Domestic team information
- 1987–1993: Lincolnshire
- 1981–1983: Nottinghamshire

Career statistics
| Competition | First-class | List A |
| Matches | 15 | 21 |
| Runs scored | 207 | 17 |
| Batting average | 13.80 | 5.66 |
| 100s/50s | –/– | –/– |
| Top score | 49 | 8* |
| Balls bowled | 1,249 | 941 |
| Wickets | 16 | 23 |
| Bowling average | 43.37 | 34.65 |
| 5 wickets in innings | 1 | – |
| 10 wickets in match | – | – |
| Best bowling | 5/89 | 4/15 |
| Catches/stumpings | 8/– | 3/– |
- Source: Cricinfo, 13 November 2011

= Nigel Illingworth =

English cricketer

Nigel John Bartle Illingworth (born 23 November 1960) is a former English cricketer. Illingworth was a right-handed batsman who bowled right-arm medium pace. He was born at Chesterfield, Derbyshire.

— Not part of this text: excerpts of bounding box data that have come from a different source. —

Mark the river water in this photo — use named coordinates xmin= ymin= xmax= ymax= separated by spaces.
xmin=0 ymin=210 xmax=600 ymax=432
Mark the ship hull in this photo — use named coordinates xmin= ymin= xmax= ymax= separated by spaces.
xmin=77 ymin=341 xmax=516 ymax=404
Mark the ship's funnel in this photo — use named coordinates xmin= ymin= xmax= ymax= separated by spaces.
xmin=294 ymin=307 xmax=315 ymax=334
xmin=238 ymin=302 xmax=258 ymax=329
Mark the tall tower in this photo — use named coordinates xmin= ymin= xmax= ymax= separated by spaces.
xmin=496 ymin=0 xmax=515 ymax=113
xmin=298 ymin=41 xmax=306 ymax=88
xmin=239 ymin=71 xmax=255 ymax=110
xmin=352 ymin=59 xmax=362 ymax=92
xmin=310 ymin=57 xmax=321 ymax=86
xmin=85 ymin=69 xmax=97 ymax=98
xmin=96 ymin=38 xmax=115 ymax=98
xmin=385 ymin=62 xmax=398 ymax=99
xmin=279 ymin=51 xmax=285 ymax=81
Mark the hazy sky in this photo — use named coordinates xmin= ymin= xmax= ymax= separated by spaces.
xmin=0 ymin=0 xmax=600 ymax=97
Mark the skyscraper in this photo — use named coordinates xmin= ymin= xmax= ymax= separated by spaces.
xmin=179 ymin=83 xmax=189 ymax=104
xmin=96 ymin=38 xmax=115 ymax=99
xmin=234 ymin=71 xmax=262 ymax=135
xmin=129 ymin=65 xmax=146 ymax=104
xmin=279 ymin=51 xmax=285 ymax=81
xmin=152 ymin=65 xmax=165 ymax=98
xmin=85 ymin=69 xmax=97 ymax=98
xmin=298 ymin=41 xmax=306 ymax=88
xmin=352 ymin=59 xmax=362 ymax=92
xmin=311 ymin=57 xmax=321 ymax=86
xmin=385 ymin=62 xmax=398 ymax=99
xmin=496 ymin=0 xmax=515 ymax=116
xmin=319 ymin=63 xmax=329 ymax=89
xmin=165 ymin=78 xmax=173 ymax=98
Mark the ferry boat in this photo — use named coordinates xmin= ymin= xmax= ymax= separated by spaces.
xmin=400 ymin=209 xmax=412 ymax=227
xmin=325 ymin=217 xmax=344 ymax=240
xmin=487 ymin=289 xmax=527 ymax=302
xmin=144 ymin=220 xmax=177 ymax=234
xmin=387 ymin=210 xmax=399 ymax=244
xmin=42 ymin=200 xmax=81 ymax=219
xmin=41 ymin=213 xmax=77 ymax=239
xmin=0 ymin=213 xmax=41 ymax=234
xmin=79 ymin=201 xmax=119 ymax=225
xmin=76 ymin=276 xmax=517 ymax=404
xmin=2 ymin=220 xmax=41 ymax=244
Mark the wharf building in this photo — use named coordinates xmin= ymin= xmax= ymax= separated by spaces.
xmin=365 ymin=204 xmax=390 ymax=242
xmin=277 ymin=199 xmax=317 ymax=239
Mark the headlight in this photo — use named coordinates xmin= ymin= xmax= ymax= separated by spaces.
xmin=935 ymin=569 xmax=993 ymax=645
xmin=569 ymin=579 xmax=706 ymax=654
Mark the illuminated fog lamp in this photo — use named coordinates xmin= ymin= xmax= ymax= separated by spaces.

Illingworth made his first-class debut for Nottinghamshire against Cambridge University in 1981. He made fourteen further first-class appearances for the county, the last of which came against Surrey in the 1983 County Championship. In his fifteen first-class matches, he scored a total of 207 runs at an average of 13.80, with a high score of 49. With the ball, he took 16 wickets at a bowling average of 43.37, with best figures of 5/89, which came against Middlesex in 1982. His List A debut for the county came against Leicestershire in the 1981 John Player League. He made twenty further List A appearances, the last of which came against Sussex in the 1983 John Player Special League. In his twenty-one List A appearances, Illingworth took 23 wickets at an average of 34.65, with best figures of 4/15. He left Nottinghamshire at the end of the 1983 season.

He later joined Lincolnshire, making his debut for the county in the 1987 Minor Counties Championship against Cumberland. He played Minor counties cricket for Lincolnshire from 1987 to 1993, making fifteen Minor Counties Championship and eleven MCCA Knockout Trophy appearances.